Impairment of Hepatic and Renal Functions by 2,5-Hexanedione Is Accompanied by Oxidative Stress in Rats

Drug Metabolism & Toxicology Research Laboratories, Department of Biochemistry, College of Medicine, University of Ibadan, Ibadan 20005, Nigeria

Received 30 July 2014; Revised 28 September 2014; Accepted 28 September 2014; Published 15 October 2014

Academic Editor: M. Firoze Khan

Copyright © 2014 Isaac A. Adedara et al.
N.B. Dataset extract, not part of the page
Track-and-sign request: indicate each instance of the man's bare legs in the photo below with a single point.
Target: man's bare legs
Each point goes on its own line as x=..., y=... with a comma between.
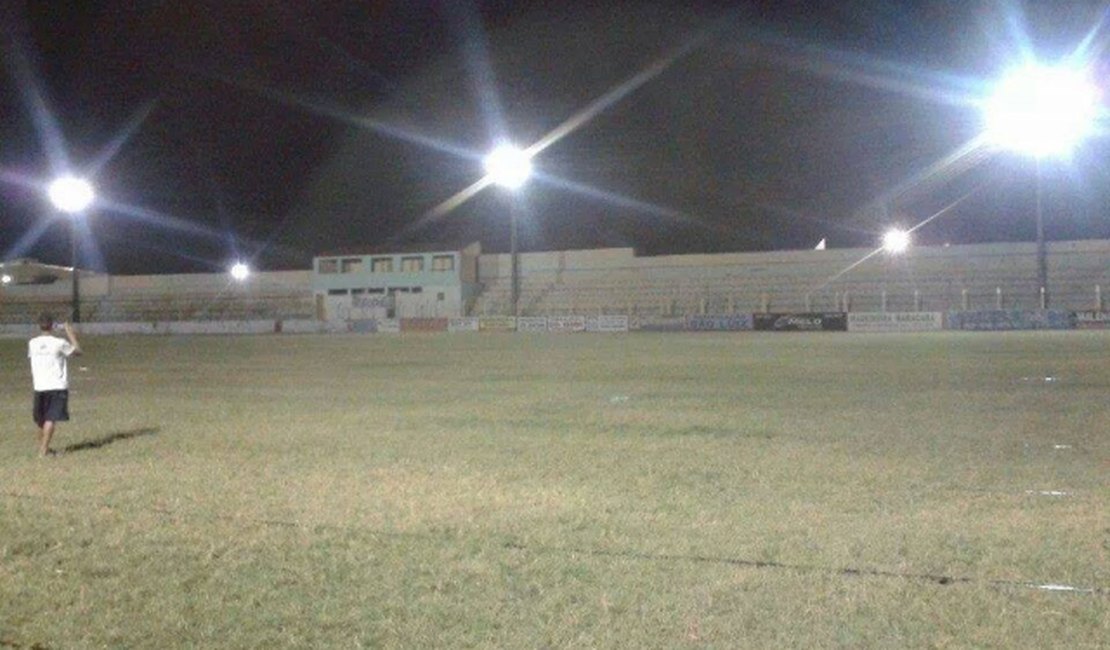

This is an open access article distributed under the Creative Commons Attribution License, which permits unrestricted use, distribution, and reproduction in any medium, provided the original work is properly cited.

Abstract

2,5-Hexanedione (2,5-HD) is the toxic metabolite of n-hexane which is widely used as solvent in numerous industries. The present study elucidated the precise mechanism of 2,5-HD in hepatorenal toxicity by determining the involvement of oxidative stress in rats. Adult male Wistar rats were exposed to 0, 0.25, 0.5, and 1% 2,5-HD in drinking water for 21 days. Exposure to 2,5-HD caused liver and kidney atrophy evidenced by significant elevation in serum aminotransferases, alkaline phosphatase, albumin, bilirubin, urea, creatinine, and electrolytes levels compared with control. The marked dose-dependent increase in total cholesterol (TC), triglyceride (TG), and low-density lipoprotein (LDL) was accompanied with significant decrease in high-density lipoprotein (HDL) levels in 2,5-HD-exposed animals when compared with the control. Administration of 2,5-HD significantly diminished glutathione (GSH) level but increased the activities of superoxide dismutase (SOD), catalase, glutathione peroxidase (GPx), and glutathione-S-transferase (GST) concomitantly with marked elevation in hydrogen peroxide (H2O2) and malondialdehyde (MDA) levels in liver and kidney of the treated groups compared with control. These findings suggest that undue exposure to 2,5-HD at environmentally relevant levels may impair liver and kidney functions through induction of oxidative stress.